Equally as important for investors, Old Dominion's operations are best in class. Consider its profit margin and return on invested capital (ROIC) -- a measure of a company's profitability from its debt and equity -- compared to its LTL peers.

Thanks to this outsized profitability, Old Dominion decided to initiate a dividend in 2017 and has raised it by 284% in the years since. Though the company's dividend yield of 0.4% may seem diminutive, it only amounts to 9% of its net income -- leaving an incredible runway for future increases.

To top everything off, Old Dominion's price-to-earnings (P/E) ratio of 27 is well below the 40 level it often saw in 2022. Posting 43% earnings per share (EPS) growth through the first three quarters of 2022, Old Dominion looks more enticing than ever.

3. Tractor Supply Company

With 27 million members in its Neighbor's Club rewards program, Tractor Supply and its 2,100 stores are a dividend growth success story in the footsteps of Home Depot and Lowe's. Since 2010, Tractor Supply has boosted its quarterly dividend payments from $0.035 per share to $0.92 today, an increase of over 2,200%. Buoyed partly by these dividends, the company has outpaced the market over the last five years.

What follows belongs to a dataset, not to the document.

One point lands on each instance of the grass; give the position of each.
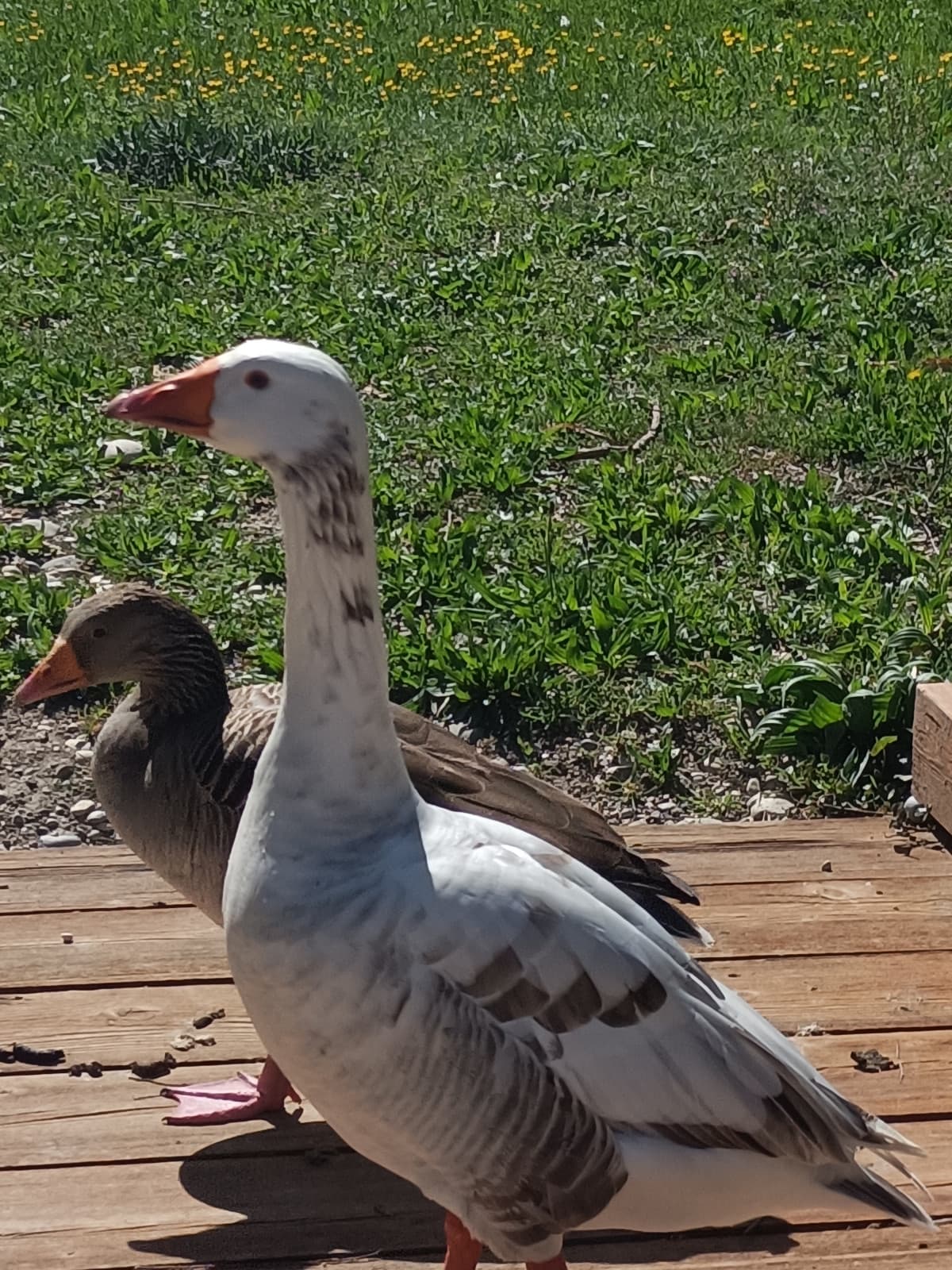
(518, 228)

So how exactly does Tractor Supply do it with behemoths like Home Depot and Lowe's in its backyard? In the simplest terms, it's by being the rural version of its giant peers. Consider that almost half of the company's sales come from its livestock and pet category. Through this niche offering, Tractor Supply draws millions of farmers, ranchers, and even suburban gardeners to its stores with its adjacent, yet quite distinct, product offering and hometown feel.

Once in the company's ecosystem, these customers often sign up for its rewards program and become loyal members. For example, since the pandemic's start, Tractor Supply saw 19 million new customers -- 55% of which became repeat purchasers.

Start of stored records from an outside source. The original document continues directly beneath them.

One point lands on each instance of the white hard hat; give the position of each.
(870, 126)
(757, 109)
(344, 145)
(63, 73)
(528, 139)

The shares trade at just 23 times earnings, and the company's 1.8% dividend only uses 35% of its total net income. Raising its last dividend by 77%, Tractor Supply makes for a fascinating dividend-growth selection to hold forever.

4. Zoetis

In a recent survey by The Human Animal Bond Research Institute and Zoetis, 86% of pet owners and veterinarians said they would pay whatever was necessary for extensive vet care. While it is sad to consider any adverse outcomes concerning our beloved pets, the fact remains that Zoetis and its array of pet and livestock vaccines and medicines should only continue growing in importance.

In fact, since going public via a spinoff from Pfizer in 2013, Zoetis posted a total return of nearly 500%. Over the last five years, the company has almost tripled the returns of the S&P 500 Index despite falling by 19% in the previous year.

In the $45 billion animal health industry, Zoetis generates 61% of its sales from companion animals (cats and dogs) and 39% from livestock. Boasting a leadership position in pets, cattle, and swine (not to mention North America, Latin America, and Asia -- geographically speaking), the company maintains a portfolio of over 300 products.

Riding this success, Zoetis has grown sales and EPS by 9% and 13%, respectively, over the last three years. Over this same time, the company raised its dividend by 25% annually and now yields 0.9% with a small payout ratio of 26%. Thanks to the megatrends working in its favor and its steady growth, Zoetis trades at a rich 37 times earnings but makes for an outstanding dividend growth stock.